Cross-posted from Blue Mass Group.
I'm not a big fan of yesterday's Supreme Court decision denying taxpayers standing to contest an alleged Establishment Clause violation because it was structured as a tax break rather than a direct subsidy. I want to muse a bit on one portion of the opinion that, it seems to me, could resonate well beyond the Establishment Clause context.
In explaining that direct subsidies and tax breaks should not be treated the same for standing purposes, Justice Kennedy wrote:
Like contributions that lead to charitable tax deductions, contributions yielding STO [School Tuition Organization] tax credits are not owed to the State and, in fact, pass directly from taxpayers to private organizations. Respondents’ contrary position assumes that income should be treated as if it were government property even if it has not come into the tax collector’s hands. That premise finds no basis in standing jurisprudence. Private bank accounts cannot be equated with the Arizona State Treasury.
My previous post discusses why this line of argument gets Kennedy exactly nowhere in terms of defending his result. But in this post, I want to discuss why it may portend rough seas for the Obama administration's preferred mode of defending the individual mandate in the health care law.

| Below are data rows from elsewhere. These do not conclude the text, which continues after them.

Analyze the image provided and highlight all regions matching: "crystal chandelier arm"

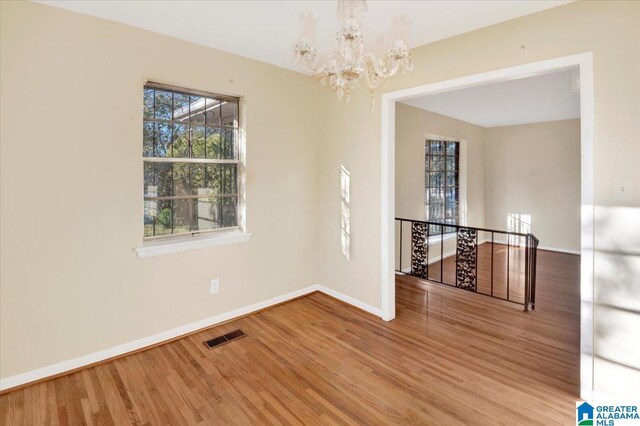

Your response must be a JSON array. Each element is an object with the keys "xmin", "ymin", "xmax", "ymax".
[
  {"xmin": 294, "ymin": 40, "xmax": 319, "ymax": 74},
  {"xmin": 360, "ymin": 51, "xmax": 399, "ymax": 78},
  {"xmin": 358, "ymin": 54, "xmax": 387, "ymax": 90},
  {"xmin": 315, "ymin": 51, "xmax": 344, "ymax": 75}
]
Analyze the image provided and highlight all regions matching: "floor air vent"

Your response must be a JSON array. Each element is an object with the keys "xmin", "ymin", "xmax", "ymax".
[{"xmin": 203, "ymin": 329, "xmax": 246, "ymax": 349}]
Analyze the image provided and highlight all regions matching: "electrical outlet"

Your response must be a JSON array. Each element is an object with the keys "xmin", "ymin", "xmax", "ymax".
[{"xmin": 210, "ymin": 279, "xmax": 220, "ymax": 294}]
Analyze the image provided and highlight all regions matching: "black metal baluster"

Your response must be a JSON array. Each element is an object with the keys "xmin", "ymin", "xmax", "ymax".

The individual mandate is enforced via the tax code, specifically, a penalty of up to 2.5% of household income if the taxpayer fails to show either acceptable coverage or an acceptable excuse for not having it. Since the passage of the health care law, the Obama administration has chosen to defend the mandate primarily as a tax. And it's easy to understand why: while there is some appeal to the Commerce Clause argument against the mandate (the notion that "regulating commerce" doesn't extend to forcing individuals to buy a product in the private market), the tax argument is harder to contest, since the government routinely uses the tax code to create positive and negative incentives for various kinds of behavior.
One version of the tax argument that I've seen numerous times goes something like this: the individual mandate is no different from the home mortgage interest deduction. In the latter case, the government is promoting what it sees as desirable behavior (owning a home) by allowing you to deduct mortgage interest from your income, thereby reducing your tax liability. In the former case, the government is discouraging what it sees as undesirable behavior (not having health insurance despite being able to afford it) by requiring you to pay more taxes if you engage in that behavior.
One might respond that there's a difference between (a) reducing a tax liability already owed based on good behavior, and (b) imposing an additional tax penalty not otherwise owed based on bad behavior. But, the response would go, surely Congress could choose to pass an across-the-board tax increase to fund health care, and then offer a tax credit for people who choose to spend money on health insurance. If Congress can do that, surely they can take the functionally equivalent step of assessing a tax penalty for not carrying health insurance.
It's this latter response that I think is potentially imperiled by yesterday's Supreme Court decision. There is, of course, no doubt at all that Congress could raise everyone's taxes and then offer a tax credit for the cost of health insurance. But today the Court told us that there is a difference - indeed, a constitutionally significant difference - between the economically identical transactions of (a) taxing you for $1,000 and then giving $50 to a religious school, and (b) agreeing to tax you for only $950 on condition that you give $50 to a religious school. (In each case, you are down $1,000, the government is up $950, and the school is up $50.) And if that's the case, it doesn't seem much of a stretch to say that there might be a constitutionally significant difference between (a) raising your taxes and then decreasing them if you buy health insurance, and (b) leaving your taxes where they are but increasing them if you don't buy health insurance. There's no economic difference, but there's no economic difference in the Establishment Clause cases either.
In both cases, the "difference" seems to be that, for some reason, it matters whether or not the taxing authority had an initial claim on the money which it then relinquished if you engaged in some favored behavior (donating to a religious school, buying health insurance, or buying a home). And, indeed, that seems to be exactly what Kennedy said today:
Respondents’ contrary position assumes that income should be treated as if it were government property even if it has not come into the tax collector’s hands. That premise finds no basis in standing jurisprudence. Private bank accounts cannot be equated with the Arizona State Treasury.
Indeed, some anti-mandate scholars have argued that the "tax" defense is a sham:
just because Congress may use its powers of taxation in these ways does not mean that anything it decides to call a "tax" is constitutional.... It is likely that the Supreme Court will find this effort to avoid political and fiscal accountability a pretextual assertion of Congress's taxation powers and therefore, unconstitutional.
Today's decision, having found a difference between two transactions that are economically identical, may offer some support to that line of thinking.
Maybe I'm making a big deal out of nothing, and maybe this issue will never arise in the health care litigation. I hope that's the case. If not, though, you read it here first.